Sunday, October 5, 2014

So three Catholics and a Baptist walk into a church...

Today, I was officially received into the Episcopal church, along with three Catholic women from the congregation who'd been around about the same amount of time as I have - one for a few months longer, two for a few months less. Because it was the Bishop's visit (the only time folks can be received into the church, essentially, is by a bishop), we had two candle-bearers; because reasons I don't know, I was one of them. It was, for the most part, a pretty normal service; we bore the candles up the center aisle, my partner forgot to blow hers out (this is why she wants me doing this job more often), the bishop carried a long crook and wore a mitre, because reasons I don't know. I don't remember much about the last bishop's visit, last year - I'd only joined the church a few months prior, and was still learning the liturgy. Anyway. He preached a sermon, discussing the meeting of the House of Bishops in Taiwan, and linking up the various lessons. We were off-beat and uneven, carrying the candles for the gospel procession. It didn't matter - I think we notice that far more than anyone watching.

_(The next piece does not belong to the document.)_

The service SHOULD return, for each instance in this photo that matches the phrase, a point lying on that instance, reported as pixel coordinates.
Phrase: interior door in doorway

It threw me, slightly, that we were presented as "These four baptized Christians," for some reason - partly because it was followed by a renewal of our Baptismal covenant. I've said this one before, at... well, at Baptisms, twice. But when I was baptized, I did not say it; nor did anyone else. I remember it well. I was asked a question - something, probably, along the lines of "Do you believe in God? Will you obey Him and serve His will?" I remember something about asking if I understood what this meant. I said yes, but I did not. I'm still not sure I do, but that's not what this covenant asks. It's comforting, really. It doesn't ask us if we understand; it doesn't ask us to be perfect. It asks us to renounce evil. It asks us to live out the Love of God. And it asks those around us, our church family, to support us in that, which is a covenant that breaks my heart, a little. I have never felt so loved as I do here.

That's really what strikes me about this church - the idea of family. It comes home a lot harder after the events of the summer. I am a fucked up person, a person who has stumbled and fallen, a person who is weak in some ways that I cannot recover. I am an addict*; the terms that come to mind, from the neo-Puritan mindset, are things like "filth," and "sin," and so on. That's a truth I cannot hide from. But... it doesn't change some things. God loves me no less for my weakness; my church family loves me no less for my sins. My soul is not refused at the door, nor my heart at the altar, because I am not perfect; that is, in some ways, what being the body of Christ means. We're covered, essentially, in something far greater than ourselves, and given the grace, as we are able, to live into that.

(After that service, there was the Blessing of the Animals, to celebrate St. Francis of Assisi's Day, in the park. So that was cool too.)

*More on that later, in some post when I'm feeling a bit stronger. That's partly why I haven't been blogging so much - I've been journaling instead.